PG&E and the other utilities say inverse condemnation has forced them to settle lawsuits from property owners, firefighting agencies, and local governments. And now they are trying to convince policymakers that they should be able to recoup the settlement expenses from their customers.
At a time when California is asking privately owned utilities to invest billions of dollars to meet the state’s greenhouse gas reduction goals, wildfire liability risks pose real consequences for the state’s environment, economy, and communities, PG&E spokesman Ari Vanrenen told ThinkProgress.
“Allowing essentially unlimited liability undermines the financial health of the state’s utilities, discourages investment in California, and has the potential to materially impact the ability of utilities to access the capital markets to fund utility operations. All of these are bad for customers and bad for the state of California,” Vanrenen said.
In her testimony in the Butte wildfire case, Williams said PG&E aspires “to having absolutely no wildfires, obviously, at all, or especially any wildfires that are somehow caused or somehow as a result of operations in forests or everything else.” The company said it checks all of its power lines each year and some more than once.
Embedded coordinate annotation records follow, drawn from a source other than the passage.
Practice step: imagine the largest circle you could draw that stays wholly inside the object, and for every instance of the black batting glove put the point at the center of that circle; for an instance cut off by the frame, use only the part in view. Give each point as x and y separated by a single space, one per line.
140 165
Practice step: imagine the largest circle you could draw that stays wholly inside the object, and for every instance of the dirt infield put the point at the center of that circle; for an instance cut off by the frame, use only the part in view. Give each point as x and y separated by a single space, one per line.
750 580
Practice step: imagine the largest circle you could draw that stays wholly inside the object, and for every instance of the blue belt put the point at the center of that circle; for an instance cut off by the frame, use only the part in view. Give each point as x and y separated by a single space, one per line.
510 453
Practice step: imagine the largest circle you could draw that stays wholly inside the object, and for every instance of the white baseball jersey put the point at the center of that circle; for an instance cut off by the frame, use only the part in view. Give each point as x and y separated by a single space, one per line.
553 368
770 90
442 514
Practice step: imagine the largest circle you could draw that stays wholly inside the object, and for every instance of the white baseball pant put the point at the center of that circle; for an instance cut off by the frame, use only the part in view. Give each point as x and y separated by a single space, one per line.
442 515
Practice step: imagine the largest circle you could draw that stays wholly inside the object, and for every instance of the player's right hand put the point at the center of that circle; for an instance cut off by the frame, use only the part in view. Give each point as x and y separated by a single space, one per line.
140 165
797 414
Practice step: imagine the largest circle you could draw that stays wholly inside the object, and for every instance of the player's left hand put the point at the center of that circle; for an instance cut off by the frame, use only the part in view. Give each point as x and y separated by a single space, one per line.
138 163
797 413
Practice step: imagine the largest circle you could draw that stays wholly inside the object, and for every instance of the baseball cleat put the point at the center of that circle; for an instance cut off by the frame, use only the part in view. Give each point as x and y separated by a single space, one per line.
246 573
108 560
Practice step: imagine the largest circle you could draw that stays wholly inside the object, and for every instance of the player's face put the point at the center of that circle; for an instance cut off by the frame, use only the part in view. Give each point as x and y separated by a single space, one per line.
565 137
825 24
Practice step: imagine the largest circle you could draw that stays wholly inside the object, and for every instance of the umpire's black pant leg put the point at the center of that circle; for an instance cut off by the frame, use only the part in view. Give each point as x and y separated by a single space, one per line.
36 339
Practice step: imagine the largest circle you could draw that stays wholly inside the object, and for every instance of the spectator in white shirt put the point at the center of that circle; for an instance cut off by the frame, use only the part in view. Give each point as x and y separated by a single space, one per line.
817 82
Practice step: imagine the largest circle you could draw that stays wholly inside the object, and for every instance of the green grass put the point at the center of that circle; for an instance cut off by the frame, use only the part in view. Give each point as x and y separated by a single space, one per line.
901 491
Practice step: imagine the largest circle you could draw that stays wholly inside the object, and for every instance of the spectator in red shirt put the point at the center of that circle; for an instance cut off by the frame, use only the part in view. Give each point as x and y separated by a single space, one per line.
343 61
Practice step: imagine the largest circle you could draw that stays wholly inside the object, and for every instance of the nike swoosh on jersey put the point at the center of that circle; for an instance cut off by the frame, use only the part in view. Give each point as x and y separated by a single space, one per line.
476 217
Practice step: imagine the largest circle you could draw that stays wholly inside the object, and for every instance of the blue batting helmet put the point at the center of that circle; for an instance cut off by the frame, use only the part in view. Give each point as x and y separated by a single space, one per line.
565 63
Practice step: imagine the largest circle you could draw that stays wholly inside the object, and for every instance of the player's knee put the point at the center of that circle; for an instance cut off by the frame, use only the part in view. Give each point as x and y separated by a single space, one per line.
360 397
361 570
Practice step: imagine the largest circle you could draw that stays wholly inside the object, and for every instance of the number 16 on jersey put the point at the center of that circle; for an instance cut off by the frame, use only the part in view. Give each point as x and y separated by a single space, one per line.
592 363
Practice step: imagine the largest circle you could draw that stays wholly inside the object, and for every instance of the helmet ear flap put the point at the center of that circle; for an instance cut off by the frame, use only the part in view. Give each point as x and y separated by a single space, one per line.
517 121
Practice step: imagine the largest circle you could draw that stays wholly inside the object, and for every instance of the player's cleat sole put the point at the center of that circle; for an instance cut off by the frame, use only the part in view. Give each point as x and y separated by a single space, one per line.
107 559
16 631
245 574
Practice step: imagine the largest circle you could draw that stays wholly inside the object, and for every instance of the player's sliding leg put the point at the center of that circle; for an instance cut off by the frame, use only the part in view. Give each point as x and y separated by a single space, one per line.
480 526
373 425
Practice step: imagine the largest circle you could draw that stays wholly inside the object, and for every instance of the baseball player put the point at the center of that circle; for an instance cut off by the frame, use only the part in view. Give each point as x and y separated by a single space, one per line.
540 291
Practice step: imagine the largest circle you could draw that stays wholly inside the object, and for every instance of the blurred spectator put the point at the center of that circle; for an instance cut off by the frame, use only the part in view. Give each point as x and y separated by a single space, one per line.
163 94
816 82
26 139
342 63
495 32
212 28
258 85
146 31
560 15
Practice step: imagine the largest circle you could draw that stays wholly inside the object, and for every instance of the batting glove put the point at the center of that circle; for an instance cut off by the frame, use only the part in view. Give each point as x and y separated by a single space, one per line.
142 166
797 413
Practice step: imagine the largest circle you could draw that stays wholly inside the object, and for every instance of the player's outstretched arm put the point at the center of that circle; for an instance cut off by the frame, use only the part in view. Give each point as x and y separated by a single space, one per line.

California’s utilities were dealt a blow in late 2017 when the California Public Utilities Commission (CPUC) denied San Diego Gas & Electric’s (SDG&E) application for cost recovery of about $380 million of costs above their insurance coverage for a 2007 wildfire. That meant SDG&E’s shareholders, not its customers, were responsible for covering the cost of the wildfire damage. SDG&E is a subsidiary of Sempra Energy.
Sempra Energy chief executive Debra Reed said her company is requesting legislative action to clarify who is responsible for wildfire costs. On her company’s February 27 earnings call, Reed noted that SDG&E has filed an appeal with the CPUC in the 2007 wildfire proceeding. She described the commission’s decision to prohibit SDG&E from charging customers to pay for the 2007 wildfire as “a terribly flawed decision that has created much of the confusion and uncertainty that exists today.”
‘Broader reforms’ needed
Officials from Southern California Edison, which serves a large area of southern and central California, believe the state will ultimately address the risks and issues surrounding wildfires and other climate change impacts. Under current law, an electric utility can do everything right in the operation and maintenance of its equipment but still be on the hook for wildfire costs, Pedro Pizarro, chief executive of Edison International, the parent company of Southern California Edison, said last month on the company’s 2017 earnings call.
Consumer advocates, however, are hoping the CPUC continues to block utilities from charging ratepayers for wildfire costs when the utility’s infrastructure is found to have caused the fire.
Mindy Spatt, a spokesperson for The Utility Reform Network, a nonprofit consumer advocacy group, said state law allows utilities to recover costs from customers only if they act in a “prudent” manner. Consumers should not be forced to pay for a utility’s “mistakes” if investigators determine that a company’s power line caused a wildfire, Spatt told ThinkProgress.
Utilities, however, are hoping for a broader approach to tackling the issue. “While there has been no determination on the causes of the Northern California wildfires that took place in October,” PG&E’s Vanrenen said, “it is clear that California needs much broader reforms that recognize the mutual interests of customers, utilities, investors, insurers and others as we work together to address the impacts of climate change including more frequent and more damaging wildfires.”